Haarlem was voorafgaande de Tweede Wereldoorlog de belangrijkste filmstad van Nederland, met Filmfabriek Hollandia als paradepaardje.
door Ulrik van Tongeren
Haarlem Filmstad tekent op gedetailleerde wijze de geschiedenis van de Haarlemse bioscopen, films, filmmaatschappijen, filmmakers en sterren van het witte doek. Het boek zit tevens vol met vermakelijke anekdotes. Het mooist zijn de herinneringen aan de bioscopen en de portretten van kleurrijke Haarlemse filmmakers.
Journalist en programmamaker Harry Hosman heeft het boek grotendeels volgeschreven. Er zijn ook enkele memorabele bijdragen van anderen in verwerkt, zoals een selectie uit de in 1958 geschreven herinneringen van actrice Christine van Meeteren die van 1912-1915 een van de vaste krachten van Filmfabriek Hollandia was.
Reisbioscoop
Haarlem was voorafgaande de Tweede Wereldoorlog de belangrijkste filmstad van Nederland. Rond 1900 begon het rijke Haarlemse filmleven waarin de allereerste filmopnamen van straten, pleinen en gebouwen werden gemaakt. Op de kermis werden films vertoond in zogenoemde reisbioscopen. Vanaf 1908 ontstonden de vaste vestigingen.
Met Filmfabriek Hollandia (1912-1923) was de eerste filmindustrie in Nederland een feit. Maurits H. Binger had de droom een Hollywood aan het Spaarne te creëren. Dat lukte redelijk met zestig lange speelfilms, en dat in een periode van elf jaar. Annie Bos acteerde in bijna alle producties van Filmfabriek Hollandia waarmee zij de eerste grote Nederlandse filmster werd.
Binger was een gewiekst zakenman en zeker geen begenadigd filmmaker. Desondanks wist hij zijn simpele producties te slijten op de Amerikaanse en Engelse markt. Na het opdoeken van Binger’s imperium nam Filmfabriek Polygoon het stokje van de filmfabriek over. Het bedrijf bekwaamde zich in het maken van journaalfilms met binnenlands nieuws dat geleverd werd aan bioscopen.
Na de Tweede Wereldoorlog nam het Polygoon journaal in honderden bioscopen een grote vlucht. Er werden zelfs speciale Cineac theaters geopend waarin uitsluitend dit binnen- en buitenlandse nieuws te zien was. Oudere generaties zullen de stem van omroeper Philip Bloemendal nog wel herkennen. Polygoon wist het vol te houden tot 1987.
Betaalbaar vertier
Memorabel zijn de portretten van de bioscopen in Haarlem Filmstad zeker. Lido (1952-1984), Rembrandt Theater (1945-1971), Luxor (1945-1995) en Cinema Palace (1945-2011), het ‘Tuschinski’ van Haarlem, waren ware filmpaleizen. Het gevoel er echt ‘uit’ te zijn was bepalend voor het filmgenot van de bezoekers.

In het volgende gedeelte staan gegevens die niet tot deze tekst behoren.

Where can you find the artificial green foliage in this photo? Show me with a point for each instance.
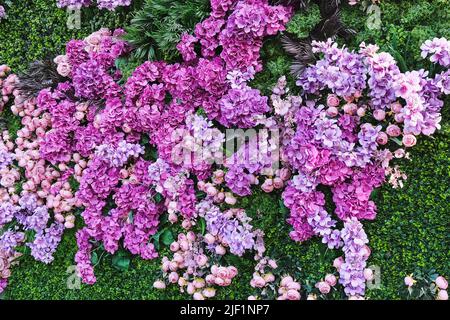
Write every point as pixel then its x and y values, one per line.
pixel 37 29
pixel 155 30
pixel 410 233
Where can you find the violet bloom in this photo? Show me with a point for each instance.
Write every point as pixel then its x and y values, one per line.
pixel 45 243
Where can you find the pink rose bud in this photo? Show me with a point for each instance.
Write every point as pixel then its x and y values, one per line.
pixel 361 112
pixel 399 118
pixel 323 287
pixel 209 292
pixel 409 281
pixel 350 108
pixel 201 260
pixel 267 186
pixel 286 280
pixel 173 277
pixel 393 130
pixel 409 140
pixel 272 263
pixel 396 107
pixel 332 100
pixel 184 245
pixel 198 296
pixel 230 200
pixel 331 279
pixel 382 138
pixel 211 191
pixel 209 238
pixel 173 218
pixel 399 153
pixel 293 295
pixel 220 250
pixel 442 295
pixel 174 246
pixel 293 285
pixel 332 112
pixel 232 271
pixel 159 285
pixel 199 283
pixel 278 183
pixel 441 282
pixel 186 224
pixel 338 262
pixel 190 288
pixel 379 114
pixel 285 174
pixel 368 274
pixel 210 279
pixel 190 236
pixel 69 224
pixel 269 277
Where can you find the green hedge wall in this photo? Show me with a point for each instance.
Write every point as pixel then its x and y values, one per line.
pixel 411 229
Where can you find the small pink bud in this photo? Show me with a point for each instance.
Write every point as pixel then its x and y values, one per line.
pixel 368 274
pixel 267 186
pixel 323 287
pixel 409 281
pixel 173 277
pixel 159 285
pixel 382 138
pixel 338 262
pixel 442 295
pixel 331 279
pixel 409 140
pixel 198 296
pixel 441 282
pixel 332 100
pixel 220 250
pixel 209 292
pixel 379 114
pixel 332 112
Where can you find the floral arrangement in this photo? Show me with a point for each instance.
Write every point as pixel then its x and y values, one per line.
pixel 127 156
pixel 102 4
pixel 2 12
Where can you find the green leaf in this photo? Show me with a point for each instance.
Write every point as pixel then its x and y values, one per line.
pixel 94 258
pixel 120 262
pixel 158 198
pixel 167 237
pixel 202 224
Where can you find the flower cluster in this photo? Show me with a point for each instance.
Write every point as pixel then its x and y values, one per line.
pixel 226 229
pixel 192 270
pixel 15 220
pixel 102 4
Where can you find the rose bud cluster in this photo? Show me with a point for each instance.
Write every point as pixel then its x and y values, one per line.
pixel 289 289
pixel 189 268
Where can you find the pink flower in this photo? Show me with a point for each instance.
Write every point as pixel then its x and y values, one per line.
pixel 379 114
pixel 293 295
pixel 441 282
pixel 393 130
pixel 159 285
pixel 382 138
pixel 331 279
pixel 323 287
pixel 409 281
pixel 332 100
pixel 338 262
pixel 267 186
pixel 332 112
pixel 368 274
pixel 442 295
pixel 409 140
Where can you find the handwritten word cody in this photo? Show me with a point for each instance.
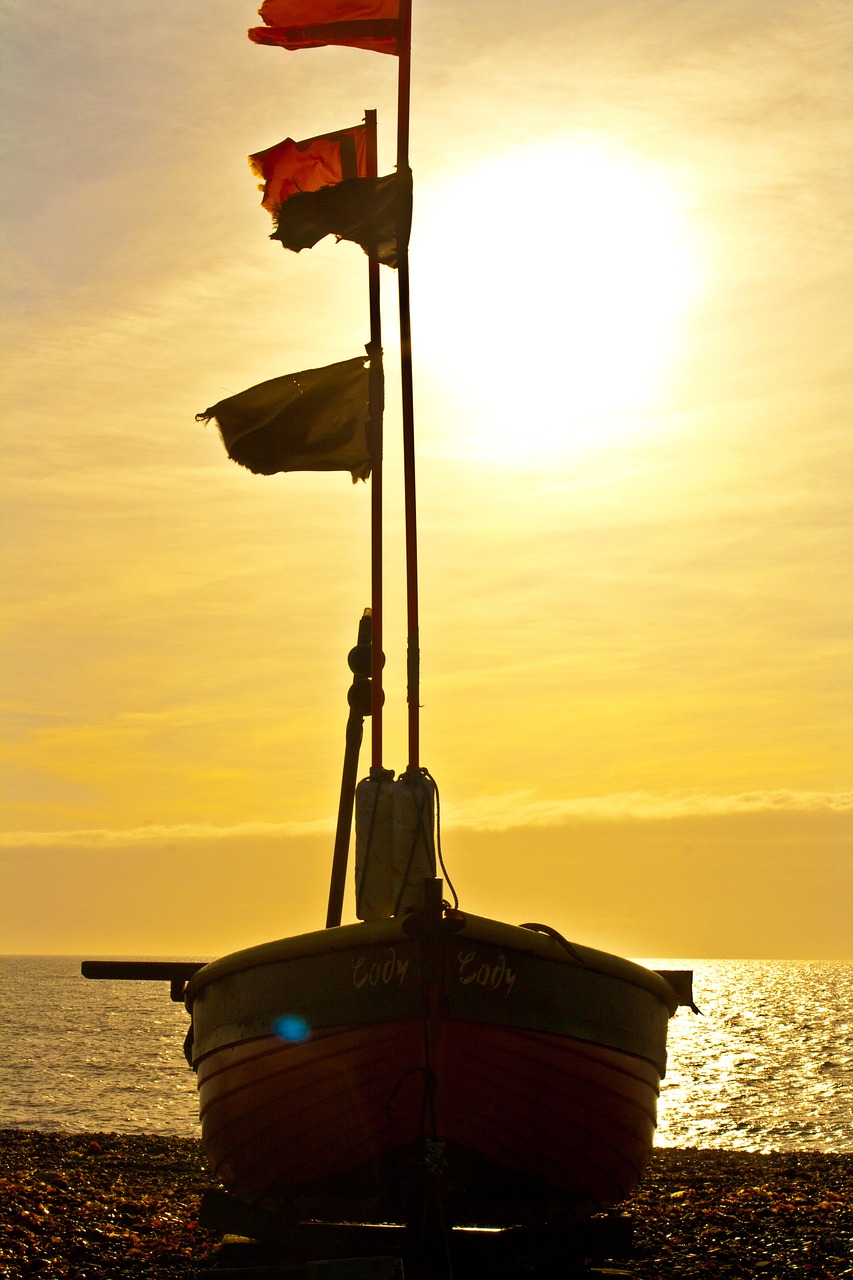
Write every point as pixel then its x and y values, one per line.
pixel 391 970
pixel 497 976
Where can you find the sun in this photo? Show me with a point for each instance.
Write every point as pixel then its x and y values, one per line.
pixel 550 286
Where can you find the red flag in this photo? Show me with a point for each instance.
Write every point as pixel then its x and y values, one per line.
pixel 297 167
pixel 313 23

De bioscoop was lange tijd het betaalbare vertier voor de gewone man. Toen die steeds vaker voor zijn televisie bleef zitten, daalde het bioscoopbezoek dramatisch. De neergang van deze zalen is pijnlijk om te lezen.

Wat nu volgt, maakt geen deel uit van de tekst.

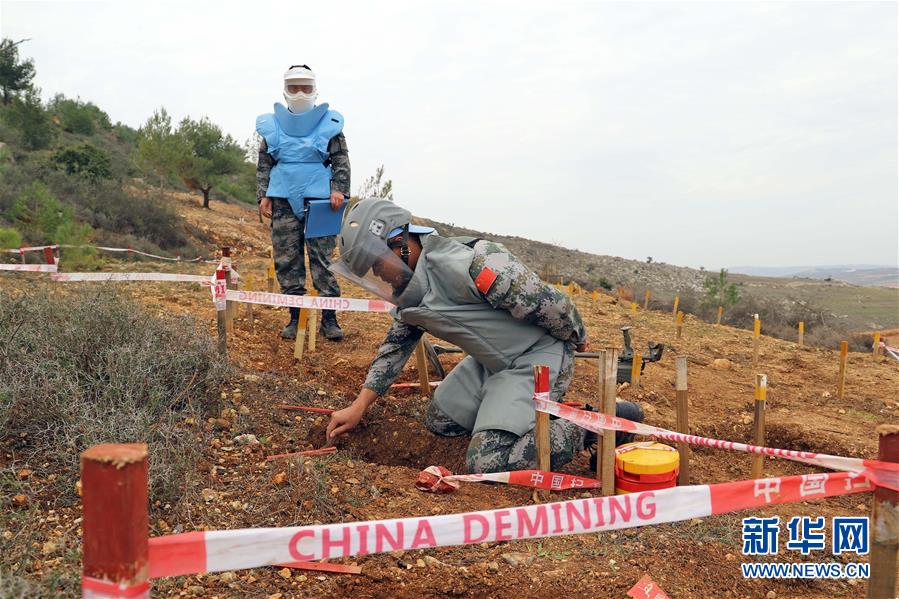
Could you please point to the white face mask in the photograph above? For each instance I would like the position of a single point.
(300, 102)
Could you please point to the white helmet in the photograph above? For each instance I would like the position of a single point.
(301, 100)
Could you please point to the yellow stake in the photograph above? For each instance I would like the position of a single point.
(756, 335)
(841, 381)
(636, 367)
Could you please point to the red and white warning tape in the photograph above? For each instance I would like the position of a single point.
(437, 479)
(308, 301)
(36, 248)
(885, 474)
(73, 277)
(39, 248)
(216, 551)
(30, 267)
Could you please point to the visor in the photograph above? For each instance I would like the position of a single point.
(412, 229)
(375, 267)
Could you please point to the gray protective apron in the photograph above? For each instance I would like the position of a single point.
(492, 388)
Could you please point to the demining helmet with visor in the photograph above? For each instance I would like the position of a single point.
(372, 229)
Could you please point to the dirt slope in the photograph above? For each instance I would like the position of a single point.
(371, 475)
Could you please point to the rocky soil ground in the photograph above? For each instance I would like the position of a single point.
(371, 475)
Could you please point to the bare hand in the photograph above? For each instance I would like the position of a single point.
(343, 421)
(265, 207)
(336, 200)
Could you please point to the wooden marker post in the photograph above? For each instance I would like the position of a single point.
(229, 306)
(683, 425)
(598, 403)
(756, 337)
(312, 328)
(270, 271)
(758, 423)
(421, 361)
(607, 455)
(220, 311)
(541, 430)
(115, 537)
(301, 334)
(885, 523)
(636, 369)
(841, 380)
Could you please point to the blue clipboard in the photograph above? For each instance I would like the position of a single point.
(321, 221)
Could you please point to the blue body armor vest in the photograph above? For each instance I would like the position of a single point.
(299, 145)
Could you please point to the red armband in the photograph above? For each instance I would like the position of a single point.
(485, 280)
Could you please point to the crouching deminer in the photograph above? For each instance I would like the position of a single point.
(475, 294)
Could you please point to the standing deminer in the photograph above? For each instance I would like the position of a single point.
(303, 155)
(475, 294)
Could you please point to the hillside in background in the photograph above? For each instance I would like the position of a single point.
(841, 308)
(857, 274)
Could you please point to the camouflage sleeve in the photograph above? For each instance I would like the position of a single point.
(340, 164)
(520, 291)
(392, 356)
(264, 165)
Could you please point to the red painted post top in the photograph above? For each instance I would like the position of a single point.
(541, 379)
(115, 528)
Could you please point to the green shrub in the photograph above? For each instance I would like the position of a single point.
(9, 238)
(27, 114)
(85, 160)
(38, 214)
(75, 116)
(77, 234)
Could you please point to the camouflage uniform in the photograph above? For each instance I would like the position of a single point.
(527, 298)
(288, 239)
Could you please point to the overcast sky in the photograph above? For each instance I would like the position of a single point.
(713, 134)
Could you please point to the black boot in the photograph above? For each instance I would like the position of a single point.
(290, 331)
(329, 327)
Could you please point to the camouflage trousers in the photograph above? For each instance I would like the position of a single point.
(501, 451)
(289, 243)
(495, 450)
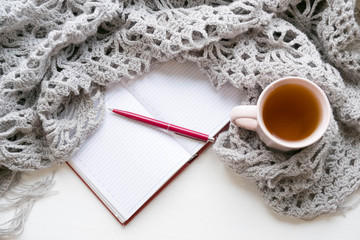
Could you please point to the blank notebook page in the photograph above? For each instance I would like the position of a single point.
(181, 94)
(126, 162)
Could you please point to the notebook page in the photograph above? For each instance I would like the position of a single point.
(181, 94)
(126, 162)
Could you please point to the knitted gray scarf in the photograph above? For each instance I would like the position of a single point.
(57, 56)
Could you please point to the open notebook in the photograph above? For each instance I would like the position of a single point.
(126, 162)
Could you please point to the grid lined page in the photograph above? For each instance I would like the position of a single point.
(181, 94)
(126, 162)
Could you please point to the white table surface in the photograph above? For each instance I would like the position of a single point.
(206, 201)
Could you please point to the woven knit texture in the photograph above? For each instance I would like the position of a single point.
(56, 57)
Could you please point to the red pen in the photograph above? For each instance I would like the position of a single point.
(164, 125)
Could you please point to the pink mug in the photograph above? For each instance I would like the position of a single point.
(251, 117)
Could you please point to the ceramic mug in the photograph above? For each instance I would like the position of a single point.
(291, 113)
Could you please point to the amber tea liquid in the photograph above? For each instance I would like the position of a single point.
(291, 112)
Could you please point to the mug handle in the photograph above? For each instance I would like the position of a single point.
(245, 116)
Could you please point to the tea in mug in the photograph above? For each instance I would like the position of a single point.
(291, 112)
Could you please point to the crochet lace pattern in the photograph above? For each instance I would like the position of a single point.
(56, 57)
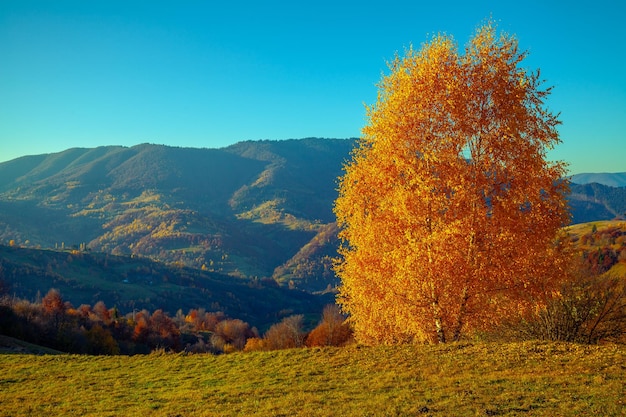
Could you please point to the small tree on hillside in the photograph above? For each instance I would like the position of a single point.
(449, 208)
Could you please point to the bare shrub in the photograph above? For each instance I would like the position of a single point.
(590, 309)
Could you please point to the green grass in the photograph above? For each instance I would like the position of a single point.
(530, 379)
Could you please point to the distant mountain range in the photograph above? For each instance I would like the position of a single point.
(616, 179)
(251, 210)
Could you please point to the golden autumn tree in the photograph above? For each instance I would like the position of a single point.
(449, 207)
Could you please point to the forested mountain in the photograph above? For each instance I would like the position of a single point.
(243, 210)
(252, 210)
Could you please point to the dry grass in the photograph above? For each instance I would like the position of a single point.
(532, 378)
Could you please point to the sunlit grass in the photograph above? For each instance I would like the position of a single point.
(533, 378)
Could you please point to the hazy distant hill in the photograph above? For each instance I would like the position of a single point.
(253, 209)
(617, 179)
(590, 202)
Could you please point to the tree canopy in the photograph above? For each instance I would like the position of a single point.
(449, 207)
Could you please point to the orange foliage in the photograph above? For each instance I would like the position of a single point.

Van het rijke Haarlemse bioscoopleven is niet veel meer over. Er zijn vandaag de dag nog twee locaties waar filmvertoningen plaatsvinden: de in 2011 in het Raakskwartier geopende Pathé megabioscoop met zeven zalen en voor de kunstzinnige films de Filmschuur die dateert van 1979.
Voorgangers van de Filmschuur waren Het Melkwoud en de Witte Bioscoop, beiden met een alternatieve programmering. Het was een roerig traject dat leidde tot de komst van de Filmschuur. In het meest onderhoudende hoofdstuk van het boek, hoe de goede films toch naar Haarlem kwamen, wordt dat meeslepend verteld.

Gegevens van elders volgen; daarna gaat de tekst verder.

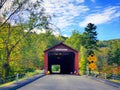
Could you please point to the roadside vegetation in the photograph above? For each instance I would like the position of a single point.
(22, 48)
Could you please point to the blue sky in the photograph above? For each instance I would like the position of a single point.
(76, 14)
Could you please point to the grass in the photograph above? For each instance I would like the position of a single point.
(118, 81)
(30, 74)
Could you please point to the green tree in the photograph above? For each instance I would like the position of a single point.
(90, 38)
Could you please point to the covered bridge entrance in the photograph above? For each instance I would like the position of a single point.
(63, 56)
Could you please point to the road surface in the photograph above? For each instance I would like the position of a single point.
(67, 82)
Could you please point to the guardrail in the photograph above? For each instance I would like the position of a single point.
(11, 78)
(19, 76)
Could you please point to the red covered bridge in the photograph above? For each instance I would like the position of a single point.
(62, 55)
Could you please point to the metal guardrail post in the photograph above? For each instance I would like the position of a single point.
(17, 77)
(105, 76)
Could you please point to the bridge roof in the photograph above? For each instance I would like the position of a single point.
(61, 47)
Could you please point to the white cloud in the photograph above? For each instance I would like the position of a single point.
(92, 0)
(101, 17)
(65, 11)
(80, 1)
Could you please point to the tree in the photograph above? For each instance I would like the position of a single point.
(15, 15)
(90, 38)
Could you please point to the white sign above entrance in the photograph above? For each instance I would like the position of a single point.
(61, 49)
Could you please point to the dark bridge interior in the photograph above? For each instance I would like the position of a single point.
(64, 59)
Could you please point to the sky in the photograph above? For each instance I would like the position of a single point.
(69, 15)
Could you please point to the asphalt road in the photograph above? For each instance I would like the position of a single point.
(67, 82)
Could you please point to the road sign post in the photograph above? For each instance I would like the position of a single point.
(92, 59)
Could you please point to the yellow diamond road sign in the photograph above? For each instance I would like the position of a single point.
(92, 58)
(92, 66)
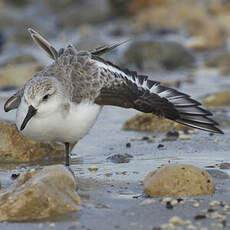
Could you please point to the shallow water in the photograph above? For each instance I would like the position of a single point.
(112, 195)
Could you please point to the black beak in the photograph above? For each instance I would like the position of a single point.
(31, 112)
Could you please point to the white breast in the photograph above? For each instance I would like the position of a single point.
(57, 127)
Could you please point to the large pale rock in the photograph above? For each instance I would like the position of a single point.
(220, 61)
(150, 122)
(39, 194)
(17, 75)
(178, 180)
(16, 147)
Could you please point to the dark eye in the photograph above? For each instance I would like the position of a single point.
(45, 97)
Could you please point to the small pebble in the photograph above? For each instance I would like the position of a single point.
(216, 215)
(52, 225)
(93, 168)
(200, 217)
(166, 199)
(196, 205)
(15, 175)
(145, 138)
(174, 202)
(214, 203)
(160, 146)
(225, 166)
(169, 205)
(147, 202)
(191, 227)
(176, 220)
(184, 137)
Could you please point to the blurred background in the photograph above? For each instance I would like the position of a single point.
(183, 43)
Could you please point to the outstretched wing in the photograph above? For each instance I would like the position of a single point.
(14, 101)
(126, 89)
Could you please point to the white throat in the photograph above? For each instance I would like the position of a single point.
(63, 126)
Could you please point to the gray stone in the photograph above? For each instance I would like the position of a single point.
(40, 194)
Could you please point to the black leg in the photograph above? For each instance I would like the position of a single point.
(67, 154)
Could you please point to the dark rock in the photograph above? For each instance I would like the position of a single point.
(120, 158)
(171, 135)
(157, 56)
(220, 61)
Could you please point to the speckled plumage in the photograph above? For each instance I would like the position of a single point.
(73, 89)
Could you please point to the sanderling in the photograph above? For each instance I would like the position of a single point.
(62, 102)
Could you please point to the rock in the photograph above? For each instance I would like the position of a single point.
(220, 61)
(17, 75)
(40, 194)
(178, 180)
(120, 158)
(217, 100)
(150, 122)
(215, 173)
(171, 135)
(157, 56)
(225, 165)
(18, 148)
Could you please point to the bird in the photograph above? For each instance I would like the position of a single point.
(62, 102)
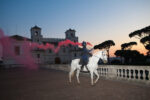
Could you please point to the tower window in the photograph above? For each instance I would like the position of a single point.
(17, 50)
(50, 51)
(75, 55)
(64, 50)
(38, 55)
(36, 33)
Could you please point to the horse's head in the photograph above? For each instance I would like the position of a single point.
(102, 55)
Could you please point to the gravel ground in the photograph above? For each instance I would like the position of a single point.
(21, 84)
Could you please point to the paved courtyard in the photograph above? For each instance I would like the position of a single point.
(20, 84)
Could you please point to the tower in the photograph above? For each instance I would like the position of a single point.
(36, 34)
(70, 35)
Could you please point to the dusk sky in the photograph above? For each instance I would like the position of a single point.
(95, 21)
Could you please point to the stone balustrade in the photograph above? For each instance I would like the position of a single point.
(123, 72)
(118, 72)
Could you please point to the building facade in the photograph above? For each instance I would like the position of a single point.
(63, 56)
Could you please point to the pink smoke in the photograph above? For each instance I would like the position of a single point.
(27, 59)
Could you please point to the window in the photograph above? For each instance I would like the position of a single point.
(50, 51)
(38, 55)
(75, 55)
(17, 50)
(36, 33)
(64, 50)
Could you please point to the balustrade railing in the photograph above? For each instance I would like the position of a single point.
(131, 73)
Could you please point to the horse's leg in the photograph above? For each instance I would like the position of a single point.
(71, 73)
(96, 73)
(91, 72)
(77, 75)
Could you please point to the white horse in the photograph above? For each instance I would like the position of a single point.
(92, 66)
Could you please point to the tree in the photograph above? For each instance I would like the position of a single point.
(105, 45)
(128, 46)
(144, 36)
(146, 43)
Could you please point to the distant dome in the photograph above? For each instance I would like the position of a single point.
(36, 27)
(70, 30)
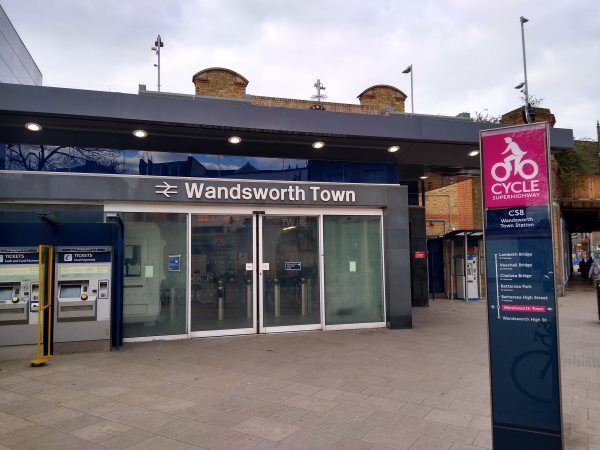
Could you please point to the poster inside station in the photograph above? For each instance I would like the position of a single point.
(523, 338)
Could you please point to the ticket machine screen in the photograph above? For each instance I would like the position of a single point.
(6, 293)
(70, 291)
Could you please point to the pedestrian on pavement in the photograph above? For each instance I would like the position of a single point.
(583, 268)
(594, 272)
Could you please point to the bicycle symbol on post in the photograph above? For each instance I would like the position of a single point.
(527, 168)
(532, 371)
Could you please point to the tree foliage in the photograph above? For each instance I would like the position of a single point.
(61, 158)
(575, 164)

Fraai zijn de portretten van de Haarlemse documentairemakers J.C. Mol en Herman van der Horst. Mol specialiseerde zich in het filmen van versnelde opnames van bloemen en micro-opnames van kristallen. Zijn in wezen wetenschappelijke films werden internationaal tot abstracte filmkunst verheven.
Ook Herman van der Horst met zijn wilde manen was een documentairemaker die internationaal hoge ogen gooide. ‘t Schot is te boord (1951) en Vieren maar! (1954) zijn prachtige films over de visserij.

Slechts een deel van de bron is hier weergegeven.